I told myself the same things every woman in my position tells herself: I was different. But a braided knot in my stomach—one strand for Reed’s wife and each of the girls—tightened. I pressed my lips together and looked at Dr. Rosen, who prompted me to say more, so I described how I’d touched myself on the floor of my closet while Reed told me to imagine him inside me. He’d told me that he loved me, that he’d do anything for me. When I’d heard the cashier ask if he wanted paper or plastic, I tried to hang up, but he wanted me to stay on the line until he got into his car.

“Why the closet?” Max always with the relevant questions.

When the conversation with Reed had turned racy, I’d been standing in my closet looking for a sweater. Next thing I knew, I was on the floor, fingers between my legs, phone cradled to my ear, staring up at the hems of my pants and skirts.

Dr. Rosen spoke up. “Where better to hide sexuality than the closet? It’s an obvious choice.” Unable to meet his eyes, I stared at the outline of Dr. Rosen’s chin.

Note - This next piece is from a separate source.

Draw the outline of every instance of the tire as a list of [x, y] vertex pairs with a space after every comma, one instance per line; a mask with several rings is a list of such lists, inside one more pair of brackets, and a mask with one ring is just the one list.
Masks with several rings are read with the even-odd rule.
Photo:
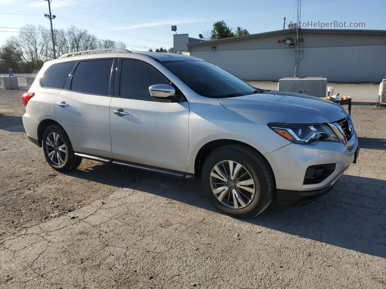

He asked what I was feeling. There was only one answer: Shame. Shame. Shame. All the throbbing excitement turned to liquid shame, sloshing through my body.

“I’m a fucking cliché. I should be better than this. I’m moving backward.” A married recovering alcoholic with teenage children was a trapdoor in the space I’d previously labeled “the bottom.” There was no way Dr. Rosen could convince me that moving from single-but-not-in-love-with-me Alex to married Reed was progress in the right direction. Dr. Rosen insisted I was moving forward. “I want my own husband and my own children, not someone else’s! I want more than phone sex on my ballet flats.”

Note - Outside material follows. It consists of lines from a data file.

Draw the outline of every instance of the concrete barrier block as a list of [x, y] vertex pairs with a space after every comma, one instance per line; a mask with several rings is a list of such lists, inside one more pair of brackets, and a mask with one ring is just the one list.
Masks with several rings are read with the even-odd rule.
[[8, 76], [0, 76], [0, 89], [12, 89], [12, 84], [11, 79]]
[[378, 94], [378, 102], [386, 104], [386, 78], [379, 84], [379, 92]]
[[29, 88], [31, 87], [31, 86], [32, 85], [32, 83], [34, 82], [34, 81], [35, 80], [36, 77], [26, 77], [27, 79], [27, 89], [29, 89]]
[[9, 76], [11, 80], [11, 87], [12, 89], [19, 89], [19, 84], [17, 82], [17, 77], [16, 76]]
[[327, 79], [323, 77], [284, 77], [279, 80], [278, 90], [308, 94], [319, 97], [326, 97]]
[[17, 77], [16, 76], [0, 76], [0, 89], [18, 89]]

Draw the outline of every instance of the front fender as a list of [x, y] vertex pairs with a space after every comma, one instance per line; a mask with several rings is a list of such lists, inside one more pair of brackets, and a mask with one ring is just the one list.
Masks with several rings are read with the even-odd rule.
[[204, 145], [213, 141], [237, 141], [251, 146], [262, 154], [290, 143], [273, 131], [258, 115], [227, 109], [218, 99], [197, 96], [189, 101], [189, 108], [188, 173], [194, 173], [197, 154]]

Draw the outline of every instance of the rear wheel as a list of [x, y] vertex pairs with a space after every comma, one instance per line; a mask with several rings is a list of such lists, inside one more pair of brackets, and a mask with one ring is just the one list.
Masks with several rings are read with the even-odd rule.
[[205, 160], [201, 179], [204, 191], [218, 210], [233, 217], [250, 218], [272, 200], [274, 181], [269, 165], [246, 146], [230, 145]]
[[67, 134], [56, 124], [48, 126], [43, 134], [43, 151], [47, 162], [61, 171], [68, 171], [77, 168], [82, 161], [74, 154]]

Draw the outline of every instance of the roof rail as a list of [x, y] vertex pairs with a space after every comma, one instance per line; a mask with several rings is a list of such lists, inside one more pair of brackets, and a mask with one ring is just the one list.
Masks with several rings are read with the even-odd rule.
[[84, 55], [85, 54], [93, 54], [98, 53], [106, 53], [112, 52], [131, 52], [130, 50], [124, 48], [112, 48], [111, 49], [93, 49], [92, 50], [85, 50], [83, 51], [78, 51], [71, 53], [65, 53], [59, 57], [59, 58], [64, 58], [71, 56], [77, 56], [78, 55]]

“What if this is exactly what you need to do to get where you want to go?”

“You can’t mean that.”

“When was the last time you let yourself be adored by a man who wanted to fuck you?”

“The Intern—”

Dr. Rosen shook his head.

“You should be warning me, raising a red fucking flag right under my nose.” It would never happen. Dr. Rosen was die-hard about letting us find our way without judging us. If I, as a so-called sexual anorexic, needed to have an affair with a married man to finally hit bottom with unavailable men, then so be it. To me, Reed was a category-six hurricane about to make landfall, and I wanted Dr. Rosen to pick me up and carry me to higher ground. But that wasn’t what Dr. Rosen did. He was a witness, not the National Guard.

Patrice balked at Dr. Rosen’s laissez-faire approach. “Maybe you shouldn’t talk to him outside of group, Christie.”

I nodded, knowing I should heed her advice, but positive I would stay the course, following the immortal words of Martin Luther: Be a sinner and sin boldly—though Luther wasn’t referring to getting off in the closet to the murmurs of a married group mate.